By using various mouse models, it has been repeatedly demonstrated that T-cell-independent antibodies of mainly IgM isotype, which are produced by B1b and marginal-zone B cells, are the predominant component of the immune system that fights off the RF infection (5156). The present study demonstrated that B. recurrentis-specific IgM antibodies were detectable at least as early as day 4 postchallenge, and this IgM response became more intensified by day 10 in all six CC lines tested. The levels of total IgM were highly variable at the chosen time points, with no unifying trend identified for the tested lines. Similarly, the total IgM response significantly varied between the six CC lines for each time point.
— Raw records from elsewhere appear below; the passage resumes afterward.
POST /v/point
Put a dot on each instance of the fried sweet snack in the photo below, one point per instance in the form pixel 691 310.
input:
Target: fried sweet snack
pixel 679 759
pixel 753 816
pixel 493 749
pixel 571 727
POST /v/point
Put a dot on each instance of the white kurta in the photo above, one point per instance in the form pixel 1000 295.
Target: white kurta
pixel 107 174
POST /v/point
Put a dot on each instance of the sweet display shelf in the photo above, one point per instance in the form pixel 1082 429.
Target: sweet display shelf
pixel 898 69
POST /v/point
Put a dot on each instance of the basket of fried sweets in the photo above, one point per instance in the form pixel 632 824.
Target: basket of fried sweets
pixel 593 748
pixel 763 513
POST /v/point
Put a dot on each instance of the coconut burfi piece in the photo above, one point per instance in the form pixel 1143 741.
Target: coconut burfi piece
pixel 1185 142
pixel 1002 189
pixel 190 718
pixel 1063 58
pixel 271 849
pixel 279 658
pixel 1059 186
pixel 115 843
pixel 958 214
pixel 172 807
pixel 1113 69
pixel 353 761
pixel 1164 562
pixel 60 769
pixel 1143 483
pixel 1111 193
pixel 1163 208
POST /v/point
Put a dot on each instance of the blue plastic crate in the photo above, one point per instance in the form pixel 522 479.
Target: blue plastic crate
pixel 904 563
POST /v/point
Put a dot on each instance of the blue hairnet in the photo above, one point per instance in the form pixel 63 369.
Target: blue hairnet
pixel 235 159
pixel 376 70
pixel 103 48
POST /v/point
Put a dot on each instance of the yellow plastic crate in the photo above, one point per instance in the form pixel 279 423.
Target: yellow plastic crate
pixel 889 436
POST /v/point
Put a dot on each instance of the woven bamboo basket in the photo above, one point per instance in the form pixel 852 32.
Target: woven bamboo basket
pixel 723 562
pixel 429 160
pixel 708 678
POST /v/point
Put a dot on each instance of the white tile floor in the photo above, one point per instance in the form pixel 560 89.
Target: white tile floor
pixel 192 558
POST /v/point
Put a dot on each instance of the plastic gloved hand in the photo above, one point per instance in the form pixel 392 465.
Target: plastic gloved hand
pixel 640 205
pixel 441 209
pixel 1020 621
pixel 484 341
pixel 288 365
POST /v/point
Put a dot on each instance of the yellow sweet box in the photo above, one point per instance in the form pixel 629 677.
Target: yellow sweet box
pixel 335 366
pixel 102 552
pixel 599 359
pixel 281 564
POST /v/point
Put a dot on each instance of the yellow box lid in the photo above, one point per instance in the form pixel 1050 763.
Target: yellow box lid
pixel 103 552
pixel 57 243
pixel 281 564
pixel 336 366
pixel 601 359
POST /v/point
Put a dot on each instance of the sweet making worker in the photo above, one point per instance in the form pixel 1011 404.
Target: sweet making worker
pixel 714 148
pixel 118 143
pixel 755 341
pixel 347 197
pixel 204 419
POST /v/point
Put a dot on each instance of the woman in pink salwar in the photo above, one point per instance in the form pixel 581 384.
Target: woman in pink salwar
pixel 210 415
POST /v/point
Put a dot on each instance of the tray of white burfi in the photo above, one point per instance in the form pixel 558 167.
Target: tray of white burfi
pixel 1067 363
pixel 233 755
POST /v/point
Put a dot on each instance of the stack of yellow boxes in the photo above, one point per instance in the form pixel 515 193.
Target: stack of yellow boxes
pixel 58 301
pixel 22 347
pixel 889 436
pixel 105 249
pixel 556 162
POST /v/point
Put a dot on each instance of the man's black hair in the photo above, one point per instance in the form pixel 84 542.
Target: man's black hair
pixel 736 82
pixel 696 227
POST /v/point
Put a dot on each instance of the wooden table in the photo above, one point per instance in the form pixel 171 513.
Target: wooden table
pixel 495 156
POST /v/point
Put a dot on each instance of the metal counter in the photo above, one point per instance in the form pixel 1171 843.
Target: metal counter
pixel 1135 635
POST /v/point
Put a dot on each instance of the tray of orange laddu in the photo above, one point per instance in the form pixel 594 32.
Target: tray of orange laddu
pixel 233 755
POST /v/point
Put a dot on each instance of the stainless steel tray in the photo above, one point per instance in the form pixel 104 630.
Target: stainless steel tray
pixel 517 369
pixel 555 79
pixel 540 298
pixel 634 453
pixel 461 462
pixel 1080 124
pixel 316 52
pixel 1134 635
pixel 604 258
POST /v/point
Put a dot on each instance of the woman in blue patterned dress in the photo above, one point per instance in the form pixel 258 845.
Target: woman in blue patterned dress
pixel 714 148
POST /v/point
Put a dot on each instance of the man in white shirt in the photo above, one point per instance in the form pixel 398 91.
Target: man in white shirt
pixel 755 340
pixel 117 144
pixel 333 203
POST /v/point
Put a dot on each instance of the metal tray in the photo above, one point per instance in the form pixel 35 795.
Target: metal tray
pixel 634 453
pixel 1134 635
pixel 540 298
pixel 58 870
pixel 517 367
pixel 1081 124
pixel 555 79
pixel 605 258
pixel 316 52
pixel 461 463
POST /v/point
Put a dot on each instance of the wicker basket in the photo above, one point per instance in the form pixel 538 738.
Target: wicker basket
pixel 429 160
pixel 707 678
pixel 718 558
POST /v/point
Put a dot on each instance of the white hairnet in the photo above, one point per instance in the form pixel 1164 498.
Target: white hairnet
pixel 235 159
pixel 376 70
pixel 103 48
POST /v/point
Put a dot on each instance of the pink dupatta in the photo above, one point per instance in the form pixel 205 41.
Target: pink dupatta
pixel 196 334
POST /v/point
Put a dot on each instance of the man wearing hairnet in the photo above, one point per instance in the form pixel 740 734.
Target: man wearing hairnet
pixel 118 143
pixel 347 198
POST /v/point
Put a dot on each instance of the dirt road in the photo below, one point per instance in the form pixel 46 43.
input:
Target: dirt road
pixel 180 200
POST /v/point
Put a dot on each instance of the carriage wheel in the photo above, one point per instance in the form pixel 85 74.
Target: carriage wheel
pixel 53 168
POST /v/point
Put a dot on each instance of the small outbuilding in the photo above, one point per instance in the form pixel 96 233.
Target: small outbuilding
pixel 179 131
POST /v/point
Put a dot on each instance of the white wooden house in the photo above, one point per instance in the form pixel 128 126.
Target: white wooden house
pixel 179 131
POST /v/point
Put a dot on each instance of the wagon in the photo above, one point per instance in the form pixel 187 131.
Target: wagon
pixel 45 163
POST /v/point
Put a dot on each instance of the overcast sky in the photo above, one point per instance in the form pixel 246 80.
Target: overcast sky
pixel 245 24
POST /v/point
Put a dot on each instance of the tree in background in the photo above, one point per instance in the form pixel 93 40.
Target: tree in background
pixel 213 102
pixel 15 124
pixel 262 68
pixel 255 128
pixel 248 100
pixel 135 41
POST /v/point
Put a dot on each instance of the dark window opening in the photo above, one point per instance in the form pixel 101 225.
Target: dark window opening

Regardless of the extent and variability of IgM response, however, all CC mice were able to effectively clear the B. recurrentis infection, as concordantly determined by qPCR (except for CC046 and CC058-CC046 F1 mice), microscopy, and culture. The clearance of B. recurrentis infection was, therefore, most likely due to developed T-cell-independent IgM antibodies. The development of sterilizing immune response was also supported by the negative culture results of different mouse tissues tested. In addition to tissue sterility, the absence of histopathological changes in all B. recurrentis-infected CC mice suggested that the extravascular dissemination of B. recurrentis spirochetes had never occurred. The lack of dissemination is not surprising given the demonstrated short-term nature of culture-detectable spirochetemia.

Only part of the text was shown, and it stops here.